Later I encountered a monument to the Spanish Civil War. Not only did it memorialize the casualties, it served as a tombstone to a vast unmarked shallow grave discovered during the conflict. I prayed for the victims of that and war who are killed or driven from home in fear and violence.
I chatted briefly with many: Michaele and Flavia, Nicole from Haiti/Quebec (who again was stopping at every church to pray), New Yorker but originally from the Domincan Republic George who has been hanging out with other New Yorkers Wei and Wei, various older French travelers, a young man with his music headphones on, and something like Michael from Poland.

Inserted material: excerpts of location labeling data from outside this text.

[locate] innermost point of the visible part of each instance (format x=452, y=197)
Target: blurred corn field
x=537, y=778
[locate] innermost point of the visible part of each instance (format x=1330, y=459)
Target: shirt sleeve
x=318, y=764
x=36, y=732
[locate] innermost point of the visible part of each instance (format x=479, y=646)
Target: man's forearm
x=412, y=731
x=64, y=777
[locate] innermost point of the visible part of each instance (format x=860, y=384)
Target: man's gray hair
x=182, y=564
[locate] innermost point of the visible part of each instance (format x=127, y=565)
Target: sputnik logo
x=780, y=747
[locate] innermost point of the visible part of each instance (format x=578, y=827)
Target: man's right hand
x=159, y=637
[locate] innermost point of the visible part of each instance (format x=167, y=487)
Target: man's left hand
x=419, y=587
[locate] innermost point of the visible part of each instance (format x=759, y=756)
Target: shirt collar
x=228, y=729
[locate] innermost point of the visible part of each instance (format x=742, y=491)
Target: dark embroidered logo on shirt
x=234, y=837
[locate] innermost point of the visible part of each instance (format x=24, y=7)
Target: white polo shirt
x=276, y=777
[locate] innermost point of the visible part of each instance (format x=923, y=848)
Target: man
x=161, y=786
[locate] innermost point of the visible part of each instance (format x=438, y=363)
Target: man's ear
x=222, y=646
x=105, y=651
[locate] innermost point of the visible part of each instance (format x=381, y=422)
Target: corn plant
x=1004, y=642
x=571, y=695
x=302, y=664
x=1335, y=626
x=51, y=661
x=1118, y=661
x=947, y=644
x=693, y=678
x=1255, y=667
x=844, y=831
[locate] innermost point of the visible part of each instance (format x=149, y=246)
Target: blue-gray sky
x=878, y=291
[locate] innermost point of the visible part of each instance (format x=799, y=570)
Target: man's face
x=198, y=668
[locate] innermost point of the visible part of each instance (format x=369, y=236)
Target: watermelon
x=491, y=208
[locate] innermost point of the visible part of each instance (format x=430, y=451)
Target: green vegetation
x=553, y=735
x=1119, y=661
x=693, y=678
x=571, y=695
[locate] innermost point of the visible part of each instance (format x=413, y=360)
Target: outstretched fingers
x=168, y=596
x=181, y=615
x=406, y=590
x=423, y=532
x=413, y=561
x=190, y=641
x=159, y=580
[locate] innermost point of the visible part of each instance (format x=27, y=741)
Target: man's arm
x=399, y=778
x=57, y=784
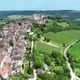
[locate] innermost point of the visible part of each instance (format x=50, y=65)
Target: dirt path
x=73, y=75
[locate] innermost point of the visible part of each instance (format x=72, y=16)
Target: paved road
x=73, y=75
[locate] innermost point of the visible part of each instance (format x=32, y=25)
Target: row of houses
x=12, y=47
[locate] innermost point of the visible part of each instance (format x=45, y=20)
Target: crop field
x=75, y=50
x=44, y=47
x=63, y=37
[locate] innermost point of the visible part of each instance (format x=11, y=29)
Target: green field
x=63, y=37
x=75, y=50
x=44, y=47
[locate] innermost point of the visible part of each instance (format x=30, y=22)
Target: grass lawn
x=44, y=47
x=75, y=50
x=63, y=24
x=64, y=36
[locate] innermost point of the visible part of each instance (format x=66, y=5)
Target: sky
x=39, y=5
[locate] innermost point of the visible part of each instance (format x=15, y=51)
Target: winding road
x=73, y=75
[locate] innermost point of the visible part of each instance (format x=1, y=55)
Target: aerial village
x=12, y=45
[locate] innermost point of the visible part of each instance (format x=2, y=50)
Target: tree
x=11, y=43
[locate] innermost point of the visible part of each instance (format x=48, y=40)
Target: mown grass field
x=39, y=46
x=63, y=37
x=75, y=50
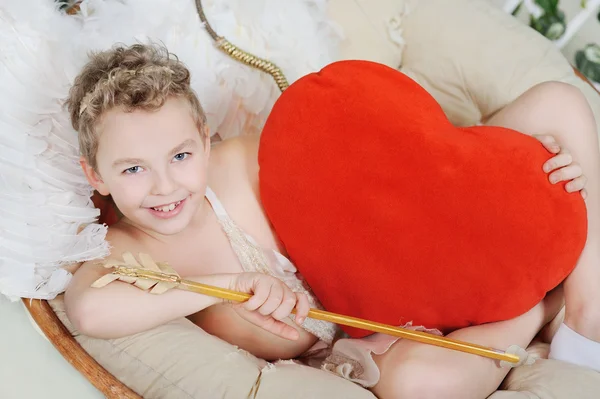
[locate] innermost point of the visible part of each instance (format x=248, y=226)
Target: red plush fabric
x=108, y=212
x=393, y=214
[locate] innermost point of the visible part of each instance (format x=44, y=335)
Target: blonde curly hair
x=137, y=77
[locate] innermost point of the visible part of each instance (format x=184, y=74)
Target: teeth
x=167, y=208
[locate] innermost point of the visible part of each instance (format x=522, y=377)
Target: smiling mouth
x=167, y=208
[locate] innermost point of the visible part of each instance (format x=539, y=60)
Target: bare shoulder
x=242, y=148
x=235, y=161
x=119, y=240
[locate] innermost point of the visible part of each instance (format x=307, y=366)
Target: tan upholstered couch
x=474, y=59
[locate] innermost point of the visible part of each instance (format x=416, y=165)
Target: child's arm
x=119, y=309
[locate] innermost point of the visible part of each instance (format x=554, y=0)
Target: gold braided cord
x=243, y=56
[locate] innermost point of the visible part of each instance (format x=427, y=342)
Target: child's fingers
x=561, y=160
x=260, y=294
x=570, y=172
x=276, y=295
x=302, y=307
x=287, y=305
x=576, y=184
x=549, y=143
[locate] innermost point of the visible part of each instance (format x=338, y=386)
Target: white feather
x=46, y=216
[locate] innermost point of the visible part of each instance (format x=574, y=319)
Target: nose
x=164, y=184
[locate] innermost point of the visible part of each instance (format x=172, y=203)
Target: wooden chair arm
x=44, y=316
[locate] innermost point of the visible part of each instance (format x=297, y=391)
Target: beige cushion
x=471, y=56
x=550, y=379
x=179, y=360
x=474, y=59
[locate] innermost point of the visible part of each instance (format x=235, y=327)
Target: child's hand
x=271, y=302
x=562, y=168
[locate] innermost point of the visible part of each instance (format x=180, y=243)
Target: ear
x=207, y=142
x=93, y=177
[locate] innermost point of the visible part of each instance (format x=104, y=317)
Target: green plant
x=552, y=22
x=587, y=60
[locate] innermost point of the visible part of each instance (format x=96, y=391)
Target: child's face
x=154, y=164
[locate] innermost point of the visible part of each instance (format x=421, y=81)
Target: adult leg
x=561, y=110
x=418, y=371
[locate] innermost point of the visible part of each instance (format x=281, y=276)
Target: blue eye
x=181, y=156
x=132, y=170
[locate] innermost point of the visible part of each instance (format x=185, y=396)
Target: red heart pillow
x=393, y=214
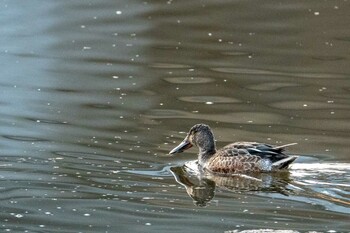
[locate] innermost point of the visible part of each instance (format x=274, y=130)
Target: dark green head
x=200, y=135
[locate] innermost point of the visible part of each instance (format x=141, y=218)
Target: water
x=95, y=93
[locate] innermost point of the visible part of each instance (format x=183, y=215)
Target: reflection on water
x=201, y=187
x=317, y=183
x=93, y=95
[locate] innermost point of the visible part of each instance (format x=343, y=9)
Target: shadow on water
x=306, y=182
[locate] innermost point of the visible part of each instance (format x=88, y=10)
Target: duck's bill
x=184, y=145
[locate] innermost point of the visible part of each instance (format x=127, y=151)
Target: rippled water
x=95, y=93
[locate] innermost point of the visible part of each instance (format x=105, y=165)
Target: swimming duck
x=238, y=157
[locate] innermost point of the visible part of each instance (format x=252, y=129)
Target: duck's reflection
x=201, y=186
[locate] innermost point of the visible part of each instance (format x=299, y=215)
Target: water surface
x=93, y=95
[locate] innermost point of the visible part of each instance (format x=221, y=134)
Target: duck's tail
x=283, y=163
x=284, y=146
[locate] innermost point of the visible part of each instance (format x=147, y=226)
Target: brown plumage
x=239, y=157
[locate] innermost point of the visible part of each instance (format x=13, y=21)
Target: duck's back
x=248, y=157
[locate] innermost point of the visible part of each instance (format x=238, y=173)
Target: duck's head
x=200, y=135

I got to San Juan de Ortega in good time, grazed on some chorizo, cheese, and bread for a picnic. I watched as a high end cycling tour group of mostly Americans set up a rather fancy picnic. I tried to not be judgmental but I find it hard to imagine a humble, prayerful pilgrimage when you have caterers at your ready. I try to recognize that just as the beach is shared by quiet seekers and sports fans, the trail by hikers and cyclists, the cathedrals by the faithful and the tourists, so too must the Camino. But it is a distraction when you see those with different intentions.
As I was ready to leave, I ran into Linda from San Diego again. She's such a trip. She knows everyone on the Camino. I discovered she's a retired physician and I learned more about her recent first time experience volunteering for a couple at a small donativo albergue on the Northern Camino. Antonio caught up with us and the three of us continued to Atapuerca, another 6-7km.
We found a couple stone and grass labyrinth just at the summit before descending into the village Agés. Linda, the labyrinth coordinator at her church, and I were thrilled and walked it.
We checked in and ran into Iri and Luke. Boy they are fast walkers. Also, I finally met Denise of Long Beach who people wondered if we traveled together. After laundry and a short rest, a group of us went to take a tour of the Atapuerca excavation site.
The guide gave a lot of detail but spoke way too fast for me. I caught this and that sentence but I really need to practice listening to fast talkers. Nonetheless, it was fascinating to see this slot canyon where the first human beings migrated into Europe. The excavations go on during the day and it's during the night that we can visit without interrupting them.
Had a delightful dinner with Linda, Uli (from last night), and Gies (pronounced Hees) from Holland. It was lots of fun and he, an avid cyclist and town councilor, described his greatest accomplishment of bringing the Tour de France through his small region or county a couple times.
And then he got serious. When he sensed we were faithful types, I think, he offered why he was walking the Camino. In short, less than six months ago he was in a 3 week coma from a bacteria while vacationing in Curaçao. He lost 40 pounds and his wife was three times told he would not live. He did, returned to the Netherlands, and began a physical therapy to recover lung capacity and strength.
Five weeks ago, he was deemed healthy again. And when he was deemed healthy, he went and bought tickets and was on the Camino by himself less than 3 weeks later. He finishes today in Burgos and will on Friday meet his wife in Madrid for a week of vacation and celebration.
I cannot imagine his journey. I was nearly in tears as I realized that his Camino was an unabashed walk of gratitude. He wasn't sure if he was thanking God, his nurses, his family, or what. But it was all about thankfulness. When he gets to Burgos, he decided, he will put down some thoughts that he's been pondering and write a poem to his many grandchildren about his love for them and his gratitude.
A Camino of thankfulness. I feel like I broke bread with Lazarus last night and my soul feasted.